Whatsapp says, Indian political parties abusing its messaging app


The Hush Post |11:40 am |two-minute-read

Popular messaging app WhatsApp said on Wednesday that Indian political parties are misusing the Whatsapp platform. It has warned that they may ban all such accounts.

“We have seen a number of parties attempting to use Whatsapp in a way that was not intended and our firm message to them is using it in that way will result in bans of our service,” WhatsApp Head of Communications Carl Woog said.
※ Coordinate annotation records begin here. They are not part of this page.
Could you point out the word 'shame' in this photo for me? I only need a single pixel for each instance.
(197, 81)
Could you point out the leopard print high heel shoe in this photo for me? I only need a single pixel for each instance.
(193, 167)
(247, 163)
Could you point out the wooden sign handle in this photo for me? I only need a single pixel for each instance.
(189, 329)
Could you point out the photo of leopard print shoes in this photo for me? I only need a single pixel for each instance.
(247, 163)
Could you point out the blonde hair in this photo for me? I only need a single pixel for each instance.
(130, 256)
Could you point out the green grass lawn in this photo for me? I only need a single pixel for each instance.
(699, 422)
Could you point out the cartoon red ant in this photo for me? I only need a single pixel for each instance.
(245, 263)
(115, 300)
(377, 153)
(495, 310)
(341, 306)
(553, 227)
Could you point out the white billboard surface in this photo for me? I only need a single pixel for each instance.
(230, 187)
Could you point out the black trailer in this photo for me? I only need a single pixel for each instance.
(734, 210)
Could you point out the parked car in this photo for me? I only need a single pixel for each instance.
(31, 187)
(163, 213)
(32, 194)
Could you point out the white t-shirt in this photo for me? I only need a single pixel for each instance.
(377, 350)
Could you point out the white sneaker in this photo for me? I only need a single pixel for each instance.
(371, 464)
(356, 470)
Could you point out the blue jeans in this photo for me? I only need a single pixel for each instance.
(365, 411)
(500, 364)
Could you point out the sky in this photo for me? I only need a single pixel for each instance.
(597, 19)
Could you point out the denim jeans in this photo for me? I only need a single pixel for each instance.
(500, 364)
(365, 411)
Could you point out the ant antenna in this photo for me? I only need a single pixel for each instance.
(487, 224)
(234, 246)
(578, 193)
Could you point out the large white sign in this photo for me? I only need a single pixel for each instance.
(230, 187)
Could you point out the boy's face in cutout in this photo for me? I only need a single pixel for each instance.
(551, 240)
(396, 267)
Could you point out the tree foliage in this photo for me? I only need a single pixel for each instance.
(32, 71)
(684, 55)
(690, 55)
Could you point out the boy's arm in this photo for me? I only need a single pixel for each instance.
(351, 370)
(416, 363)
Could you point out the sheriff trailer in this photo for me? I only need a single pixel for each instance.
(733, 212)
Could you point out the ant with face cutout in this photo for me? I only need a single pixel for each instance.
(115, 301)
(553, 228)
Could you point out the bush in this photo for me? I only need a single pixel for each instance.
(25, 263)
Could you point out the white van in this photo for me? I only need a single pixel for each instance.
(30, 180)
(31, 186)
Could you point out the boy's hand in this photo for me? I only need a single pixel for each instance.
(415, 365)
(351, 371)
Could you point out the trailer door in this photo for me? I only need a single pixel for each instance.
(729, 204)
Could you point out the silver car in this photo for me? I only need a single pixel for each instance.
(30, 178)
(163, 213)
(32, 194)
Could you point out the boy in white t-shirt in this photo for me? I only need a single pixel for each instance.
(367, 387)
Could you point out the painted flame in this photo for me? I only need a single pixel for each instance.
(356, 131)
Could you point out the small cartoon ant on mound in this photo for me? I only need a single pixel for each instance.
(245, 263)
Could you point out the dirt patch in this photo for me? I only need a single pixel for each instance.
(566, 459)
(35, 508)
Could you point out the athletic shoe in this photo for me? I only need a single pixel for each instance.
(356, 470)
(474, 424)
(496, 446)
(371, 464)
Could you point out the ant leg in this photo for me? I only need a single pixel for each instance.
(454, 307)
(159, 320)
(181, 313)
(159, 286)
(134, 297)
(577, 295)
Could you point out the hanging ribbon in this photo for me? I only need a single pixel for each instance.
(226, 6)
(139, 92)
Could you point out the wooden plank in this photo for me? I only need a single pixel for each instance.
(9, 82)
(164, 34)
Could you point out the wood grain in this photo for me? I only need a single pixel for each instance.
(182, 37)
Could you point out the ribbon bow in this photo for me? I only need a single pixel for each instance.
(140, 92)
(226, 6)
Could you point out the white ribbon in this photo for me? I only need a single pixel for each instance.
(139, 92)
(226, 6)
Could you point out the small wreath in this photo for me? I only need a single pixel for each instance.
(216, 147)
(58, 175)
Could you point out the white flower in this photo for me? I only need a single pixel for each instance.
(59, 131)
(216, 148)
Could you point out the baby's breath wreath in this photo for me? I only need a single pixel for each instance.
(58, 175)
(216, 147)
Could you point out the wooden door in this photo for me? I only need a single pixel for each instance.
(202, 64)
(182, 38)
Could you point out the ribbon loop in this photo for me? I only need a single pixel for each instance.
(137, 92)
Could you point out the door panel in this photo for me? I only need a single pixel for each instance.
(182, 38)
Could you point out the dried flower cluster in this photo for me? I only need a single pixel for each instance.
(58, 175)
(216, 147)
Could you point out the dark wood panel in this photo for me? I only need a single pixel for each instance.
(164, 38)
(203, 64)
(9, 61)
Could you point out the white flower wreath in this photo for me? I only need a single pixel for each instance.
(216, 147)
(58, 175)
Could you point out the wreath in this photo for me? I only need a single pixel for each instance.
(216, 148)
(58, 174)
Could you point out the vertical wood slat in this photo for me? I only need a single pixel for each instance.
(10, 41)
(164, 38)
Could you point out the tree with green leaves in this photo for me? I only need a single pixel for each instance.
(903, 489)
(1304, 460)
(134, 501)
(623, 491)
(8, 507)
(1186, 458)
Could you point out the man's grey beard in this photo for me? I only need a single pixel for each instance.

He was replying to a specific query about engagement with Indian political parties.

“We are trying to be very clear going into elections that there is abuse of Whatsapp and we are very working very hard to identify and prevent it as soon as possible,” he said.

On the contrary with general elections round the corner, the government had warned social media platforms of strong action if any attempt was made to influence the country’s electoral process through undesirable means.

The government recently also proposed to amend IT rules, wherein social media, online platforms and messaging apps will be required to deploy tools to “identify” and curb unlawful content as well as follow stricter due diligence practices.

“We have had effort for the last several months where we have engaged with political parties to explain our firm view that WhatsApp is not a broadcast platform and is not a place to send messages at scale. And to explain to them that we will be banning accounts that engage in automated robotic behaviour and we do this regardless of the purpose of your account,” Woog said.

Woog says that WhatsApp maintains that it is a platform for private communications and bans phone numbers that are associated with abnormal messages or communication trend.

WhatsApp, however, expressed concern on proposed amendment in Indian intermediary rules targeted at social media platforms.

“We read submissions that many eloquent experts here in India have filed to the government over the last several days and we agree with them that proposed changes are over broad and are not consistent with strong privacy protection that are important to people everywhere not just in India but around the world. What is contemplated by the rules is not possible today,” Woog said.